Park made the remark when she presided over a meeting with foreign affairs and security-related ministers as Pyongyang has churned out near-daily threats of war on the Korean Peninsula, according to presidential spokesman Yoon Chang-jung.
"Though it is a must to strike back strongly in the event of North Korean provocations, what is just as important is for us to keep North Korea from even harboring provocations through strong diplomatic and military deterrence," Park said during the meeting, according to Yoon.
Park also said the current security situation is "grave."
In recent weeks, North Korea has sharply ratcheted up tensions with repeated war threats in anger over joint South Korea-U.S. military exercises as well as a new U.N. Security Council resolution adopted in response to its third nuclear test on Feb. 12.
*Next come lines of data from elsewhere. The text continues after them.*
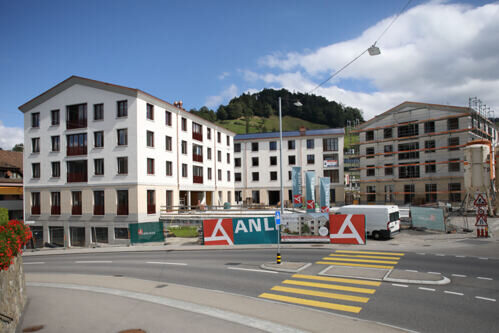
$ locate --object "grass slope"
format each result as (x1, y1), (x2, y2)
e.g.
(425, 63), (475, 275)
(216, 115), (328, 134)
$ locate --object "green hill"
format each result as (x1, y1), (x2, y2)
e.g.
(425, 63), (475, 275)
(216, 115), (327, 134)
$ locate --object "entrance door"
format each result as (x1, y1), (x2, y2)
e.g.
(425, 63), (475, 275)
(268, 191), (280, 206)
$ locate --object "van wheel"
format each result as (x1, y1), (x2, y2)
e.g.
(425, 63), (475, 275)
(373, 231), (381, 240)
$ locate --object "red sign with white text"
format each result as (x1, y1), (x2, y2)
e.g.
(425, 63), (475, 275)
(329, 214), (366, 245)
(203, 218), (234, 245)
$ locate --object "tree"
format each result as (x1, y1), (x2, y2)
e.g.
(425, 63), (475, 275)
(12, 144), (23, 152)
(217, 106), (228, 120)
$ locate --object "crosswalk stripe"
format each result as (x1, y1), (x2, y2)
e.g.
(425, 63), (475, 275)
(335, 250), (404, 256)
(282, 279), (376, 294)
(321, 257), (398, 264)
(259, 293), (362, 313)
(316, 261), (394, 269)
(292, 274), (381, 287)
(329, 254), (402, 260)
(271, 286), (370, 303)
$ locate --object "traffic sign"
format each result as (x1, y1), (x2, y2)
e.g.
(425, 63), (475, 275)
(475, 216), (488, 226)
(476, 207), (487, 217)
(275, 211), (281, 226)
(474, 194), (488, 207)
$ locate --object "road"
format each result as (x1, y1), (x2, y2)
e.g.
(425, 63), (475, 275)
(24, 248), (499, 332)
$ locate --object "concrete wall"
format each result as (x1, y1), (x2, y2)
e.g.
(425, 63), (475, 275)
(0, 255), (26, 333)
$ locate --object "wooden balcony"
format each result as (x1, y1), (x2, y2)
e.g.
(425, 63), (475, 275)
(192, 132), (203, 142)
(67, 146), (87, 156)
(31, 206), (40, 215)
(117, 205), (129, 216)
(67, 172), (87, 183)
(72, 205), (82, 215)
(93, 205), (104, 216)
(147, 204), (156, 215)
(51, 206), (61, 215)
(193, 176), (203, 184)
(193, 154), (203, 163)
(66, 119), (87, 130)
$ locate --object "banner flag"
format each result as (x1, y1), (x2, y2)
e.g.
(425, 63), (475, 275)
(292, 167), (302, 207)
(306, 171), (316, 212)
(320, 177), (330, 213)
Pyongyang voided the Korean War armistice and nonaggression pacts it signed with South Korea decades ago and cut off all cross-border hotlines before declaring over the past weekend that it was in "a state of war" and threatened to close a joint factory park in the North Korean border city of Kaesong.
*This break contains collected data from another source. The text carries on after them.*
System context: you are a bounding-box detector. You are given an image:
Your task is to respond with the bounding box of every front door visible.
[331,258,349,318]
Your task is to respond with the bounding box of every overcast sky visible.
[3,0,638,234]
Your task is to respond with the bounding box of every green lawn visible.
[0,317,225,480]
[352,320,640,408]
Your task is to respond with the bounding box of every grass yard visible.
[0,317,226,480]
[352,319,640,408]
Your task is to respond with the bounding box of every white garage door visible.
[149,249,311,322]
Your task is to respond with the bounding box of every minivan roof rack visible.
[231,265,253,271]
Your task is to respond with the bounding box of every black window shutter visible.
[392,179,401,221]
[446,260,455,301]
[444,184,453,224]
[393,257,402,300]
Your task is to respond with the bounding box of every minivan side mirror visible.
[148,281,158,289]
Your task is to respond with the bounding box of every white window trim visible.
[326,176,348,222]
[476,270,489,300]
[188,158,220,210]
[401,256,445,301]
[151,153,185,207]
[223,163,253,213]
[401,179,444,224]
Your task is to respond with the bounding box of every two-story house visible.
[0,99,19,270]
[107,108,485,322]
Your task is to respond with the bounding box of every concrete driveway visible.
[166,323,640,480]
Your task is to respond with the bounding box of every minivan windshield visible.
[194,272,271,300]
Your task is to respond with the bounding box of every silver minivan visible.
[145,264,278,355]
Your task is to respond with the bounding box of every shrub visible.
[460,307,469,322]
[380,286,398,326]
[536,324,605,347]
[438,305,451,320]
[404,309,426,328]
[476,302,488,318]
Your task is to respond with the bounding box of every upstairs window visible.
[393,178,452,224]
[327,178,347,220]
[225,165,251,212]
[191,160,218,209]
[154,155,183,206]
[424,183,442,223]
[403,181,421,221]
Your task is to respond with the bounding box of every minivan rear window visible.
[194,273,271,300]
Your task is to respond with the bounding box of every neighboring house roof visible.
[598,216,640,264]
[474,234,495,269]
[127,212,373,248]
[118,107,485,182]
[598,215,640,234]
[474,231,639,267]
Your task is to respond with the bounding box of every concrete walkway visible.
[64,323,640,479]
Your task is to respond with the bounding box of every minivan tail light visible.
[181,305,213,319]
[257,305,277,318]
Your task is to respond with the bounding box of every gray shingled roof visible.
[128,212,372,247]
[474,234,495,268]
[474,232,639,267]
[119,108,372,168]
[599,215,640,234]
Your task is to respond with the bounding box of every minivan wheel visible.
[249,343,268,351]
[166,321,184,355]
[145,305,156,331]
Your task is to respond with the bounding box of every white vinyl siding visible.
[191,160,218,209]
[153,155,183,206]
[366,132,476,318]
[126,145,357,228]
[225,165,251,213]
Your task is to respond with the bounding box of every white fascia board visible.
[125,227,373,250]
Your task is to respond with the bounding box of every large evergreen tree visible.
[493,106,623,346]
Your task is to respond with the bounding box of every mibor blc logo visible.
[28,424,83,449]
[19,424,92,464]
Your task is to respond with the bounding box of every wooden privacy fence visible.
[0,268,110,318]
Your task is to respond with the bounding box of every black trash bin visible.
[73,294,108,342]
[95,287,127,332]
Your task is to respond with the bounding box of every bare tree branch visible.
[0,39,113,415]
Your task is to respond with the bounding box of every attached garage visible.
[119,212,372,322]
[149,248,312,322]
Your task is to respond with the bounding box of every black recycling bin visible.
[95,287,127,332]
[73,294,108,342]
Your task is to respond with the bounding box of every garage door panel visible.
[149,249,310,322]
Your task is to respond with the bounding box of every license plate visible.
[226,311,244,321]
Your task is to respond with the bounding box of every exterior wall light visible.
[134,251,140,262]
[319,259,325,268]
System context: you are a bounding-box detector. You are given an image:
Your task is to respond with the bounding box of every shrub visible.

On Tuesday, the North said it will restart a plutonium-producing nuclear reactor and other facilities at its Yongbyon complex in order to help address power shortages and to "bolster up the nuclear armed force both in quality and quantity till the world is denuclearized."
Spent fuel rods from the 5-megawatt reactor can yield weapons-grade plutonium, if reprocessed.
An official at South Korea's presidential office said that the country is closely watching whether Pyongyang will take concrete steps to put the reactor back on line. It could take some time to restart the reactor as preparatory measures are necessary, such as fabricating fuel rods, the official said.
Despite the North's harsh rhetoric, analysts believe that chances of war breaking out on the peninsula are extremely low, because the communist regime in Pyongyang is well aware that any war would be suicidal.
Still, South Korea's military -- supported by the U.S. -- remains on high alert, with its top leaders vowing to sternly retaliate if attacked by the North.
During a defense ministry policy briefing on Monday, Park ordered the military to deal sternly with any North Korean provocations without "political considerations," saying she takes "very seriously" a recent string of North Korean moves and war threats.
In Tuesday's meeting, Park and the top security officials had "in-depth" discussions on the situation in North Korea and in the Kaesong Industrial Complex as well as reactions from the international community, the military's readiness and other related issues, Yoon said.
The meeting was the first of its kind since Park took office in February. Participants included the chief of the national security office, the defense minister, the unification minister and the National Intelligence Agency chief and the first vice foreign minister.
Foreign Minister Yun Byung-se is away on a trip to the United States.
Yoon said Park plans to hold such a security meeting as often as necessary.
At the start of the meeting, Park said she spoke by phone with Peruvian President Ollanta Humala earlier in the day about economic cooperation and other issues, saying the South American nation has always supported Seoul's policy on North Korea.
The 1950-53 Korean War ended in a truce, not a peace treaty, leaving the two Koreas still technically at war. About 28,500 U.S. troops are stationed in South Korea to deter North Korean provocations.